GreebosWhiskers · 16/01/2008 13:34

Hah! I got it from the other end yesterday!

Was in M&S buying flowers for my mum & gran & dd3 (2.10) kept poking & prodding the plants & vases. After umpteen times of saying 'don't touch darling' I finally raised my voice & snapped 'dd leave that alone!' & got a row from an old lady who informed me that we all did things like that when we were wee.

Talk about a no-win situation

saff · 16/01/2008 14:04

i agree with domestic i spend alot of time abroad they actually like kids there which is some getting used to. sometimes if me and dh are eating out we have had people tell us how well behaved our kids are as if its an almost impossability i put it down to the fact we are not scared to socalize them (when in spain) wouldnt dare take them out here for fear of public flogging. I have just come back from supermarket and was told as i was zooming about to pick my bored whining toddler up poor kid shoulnt be dragged out shopping thanks for that i said but he may cry more when has no dinner then as i came out of shop i spotted the old bag driving out of a mum and toddler space ffs

Domesticgodless · 16/01/2008 15:23

poor kid shoulnt be dragged out shopping

wtf. It really beggars belief.

(Probably she says that because in her day kids could play out on the street all day. My mum used to do that, she was just 'put out' in the morning and told to 'get home for dinner'-
sometimes my gran would not be in so she had to wait by the door to be let in!! But I digress)
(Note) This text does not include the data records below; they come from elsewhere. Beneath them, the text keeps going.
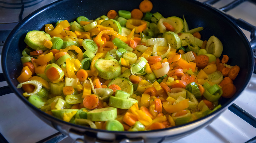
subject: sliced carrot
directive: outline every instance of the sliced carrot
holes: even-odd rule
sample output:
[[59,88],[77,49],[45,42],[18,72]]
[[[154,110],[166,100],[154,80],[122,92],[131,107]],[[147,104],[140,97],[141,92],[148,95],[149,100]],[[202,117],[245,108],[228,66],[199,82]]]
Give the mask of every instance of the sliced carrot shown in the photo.
[[108,88],[111,89],[113,90],[113,91],[114,92],[113,94],[115,94],[116,93],[116,91],[117,91],[117,90],[121,90],[121,87],[118,85],[115,84],[110,85],[108,87]]
[[166,22],[163,22],[163,24],[166,28],[166,30],[170,31],[174,31],[175,30],[175,28],[172,25],[169,24]]
[[178,77],[181,77],[184,75],[184,73],[183,72],[183,70],[182,69],[177,69],[171,71],[168,73],[167,75],[171,77],[173,75],[176,75]]
[[201,55],[197,56],[194,62],[196,64],[197,67],[199,69],[203,69],[209,63],[209,57],[207,56]]
[[[150,92],[151,93],[151,94],[149,93]],[[156,96],[157,95],[157,89],[156,89],[155,87],[152,87],[147,88],[145,91],[144,91],[143,93],[146,93],[149,94],[151,96]]]
[[36,56],[42,55],[44,53],[44,51],[42,50],[35,50],[31,52],[30,53],[30,56]]
[[56,54],[56,53],[57,53],[59,52],[60,51],[58,49],[54,49],[50,50],[50,51],[49,51],[49,53],[51,52],[53,52],[53,56],[55,56],[55,54]]
[[148,62],[151,64],[154,64],[157,62],[160,62],[162,60],[162,57],[161,56],[152,56],[148,58]]
[[68,54],[68,53],[66,52],[62,52],[55,53],[55,56],[54,56],[55,57],[55,60],[58,60],[58,59],[59,58],[67,54]]
[[223,64],[226,64],[228,61],[228,56],[227,55],[224,55],[222,59],[221,59],[221,63]]
[[63,94],[65,95],[72,94],[75,92],[75,89],[71,86],[65,86],[62,88]]
[[223,92],[222,97],[227,98],[232,97],[236,92],[236,87],[231,83],[228,83],[223,86],[222,89]]
[[181,87],[185,88],[187,85],[187,84],[185,81],[179,80],[179,83],[172,85],[171,86],[172,88]]
[[240,71],[240,67],[237,66],[235,66],[231,68],[228,72],[228,77],[232,80],[234,80]]
[[165,126],[161,123],[155,122],[150,125],[149,129],[150,130],[158,130],[165,128]]
[[133,83],[139,83],[142,80],[142,78],[139,76],[136,75],[131,75],[129,76],[129,79]]
[[161,82],[160,84],[161,87],[163,89],[163,90],[166,92],[171,92],[171,89],[165,83]]
[[96,78],[95,79],[95,85],[96,86],[96,88],[101,88],[101,83],[100,81],[99,81],[99,79]]
[[201,96],[202,96],[203,93],[204,92],[204,91],[205,91],[205,89],[201,84],[197,83],[197,84],[198,86],[198,88],[199,88],[199,91],[200,93],[201,93]]
[[181,76],[181,80],[186,82],[187,84],[193,82],[196,83],[197,82],[197,78],[193,75],[185,74]]
[[79,81],[84,81],[88,77],[88,73],[86,70],[80,69],[76,72],[76,77]]
[[150,12],[153,8],[152,3],[148,0],[144,0],[139,4],[139,10],[142,12]]
[[131,12],[131,16],[132,18],[141,19],[143,17],[143,13],[139,9],[135,8]]
[[198,38],[199,39],[201,39],[201,34],[199,32],[197,32],[193,33],[193,36],[196,38]]
[[27,66],[30,70],[30,71],[32,73],[32,75],[34,74],[35,73],[35,67],[34,65],[30,62],[28,62],[24,63],[22,65],[22,67],[24,67],[26,66]]
[[225,77],[224,79],[223,79],[223,80],[221,82],[221,83],[220,84],[220,85],[222,87],[223,87],[224,85],[229,83],[231,83],[233,84],[233,81],[229,78],[229,77],[227,76],[226,77]]
[[203,99],[202,100],[210,110],[212,110],[213,109],[213,104],[212,103],[212,102],[206,99]]
[[84,97],[83,103],[84,107],[89,109],[94,109],[98,106],[99,98],[95,94],[86,95]]
[[224,67],[222,70],[221,71],[221,73],[223,76],[224,77],[227,76],[228,75],[228,72],[230,70],[231,68],[228,68],[226,67]]
[[219,71],[220,72],[222,72],[222,70],[225,67],[225,66],[222,63],[216,64],[216,66],[217,67],[217,71]]
[[110,19],[114,19],[117,15],[117,12],[114,10],[109,10],[107,14],[107,16]]
[[123,121],[130,126],[134,125],[138,120],[137,116],[130,112],[126,112],[123,118]]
I heard a slightly younger (over 40- that does seem to be a pattern) woman tutting in Bluewater when some poor mother had a screaming newborn in a pram. The idiot said
'why do people bring their children out shopping?' Then she says, addressed to me and her friend 'When mine were little I just left them with a friend when I went shopping!'

Both of us said we had never had a single friend willing to take our children for that long. And anyway, er, aren't children allowed to cry in public??

Upwind · 16/01/2008 15:39

at the spinster remarks and the idea of the OP going back to have a go at the other customer.

In shops, as long as they are not causing damage, dcs have a right to be there but it can be annoying. Once I was in a supermarket, doing my weekly shop when a child of about 3, started whacking me and other custormers about the legs with a toy sword. He was still doing the same at the checkouts. I was sorely tempted to confiscate the sword!
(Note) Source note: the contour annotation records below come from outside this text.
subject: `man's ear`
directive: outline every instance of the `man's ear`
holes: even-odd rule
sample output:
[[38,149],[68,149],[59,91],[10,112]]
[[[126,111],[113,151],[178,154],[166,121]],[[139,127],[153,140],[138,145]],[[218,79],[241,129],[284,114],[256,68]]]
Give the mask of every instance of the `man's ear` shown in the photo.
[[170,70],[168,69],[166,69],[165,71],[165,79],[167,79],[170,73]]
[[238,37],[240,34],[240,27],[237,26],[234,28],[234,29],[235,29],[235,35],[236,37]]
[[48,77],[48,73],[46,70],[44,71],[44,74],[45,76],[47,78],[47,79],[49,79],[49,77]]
There are places where children should be kept very much under control or removed - funerals, weddings, graduations etc. My parents were gutted having travelled to my DB's graduation to be sat beside a screaming baby all the way through, at weddings I have been astonished as parents allow their toddlers run around the alter during the ceremony or stay in the church while their child's screams prevent anyone from hearing the vows.

Walnutshell · 16/01/2008 15:42

Bit at VS - you are getting strict lately!
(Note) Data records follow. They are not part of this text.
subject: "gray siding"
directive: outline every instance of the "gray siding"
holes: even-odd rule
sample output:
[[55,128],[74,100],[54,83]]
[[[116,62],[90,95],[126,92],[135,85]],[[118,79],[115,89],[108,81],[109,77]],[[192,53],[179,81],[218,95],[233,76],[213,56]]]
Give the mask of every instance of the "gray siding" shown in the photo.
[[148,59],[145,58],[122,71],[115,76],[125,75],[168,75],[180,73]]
As I often find recently, have to agree with mrsruffallo.

Children are people too and not many places are geared up for them - no wonder parents spend so much time stressed out in public...

Alambil · 16/01/2008 22:29

I wish I was brave enough to answer this properly, but I'm not so I'll simply say - I am totally with VS on this one!

fireflytoo · 17/01/2008 21:44

The more we take our children out in supermarkets, theaters, restaurantsn...the more they learn how to behave properly in these places... gradually through our example

catok · 17/01/2008 22:13

Microwaveonly - if only you'd had a moment to draw breath!
"Oh, darling, that's not YOUR shelf! I'll put you both back on your shelves when we get home!" Big smile at old hag, and triumphant exit.
If any shop has empty shelves at seating height, they can expect to have them perched on, surely? Either fill the shelves with something or remove the shelf.
DHs comment would be "If that's the nicest thing she's said today, then pity her sad little life."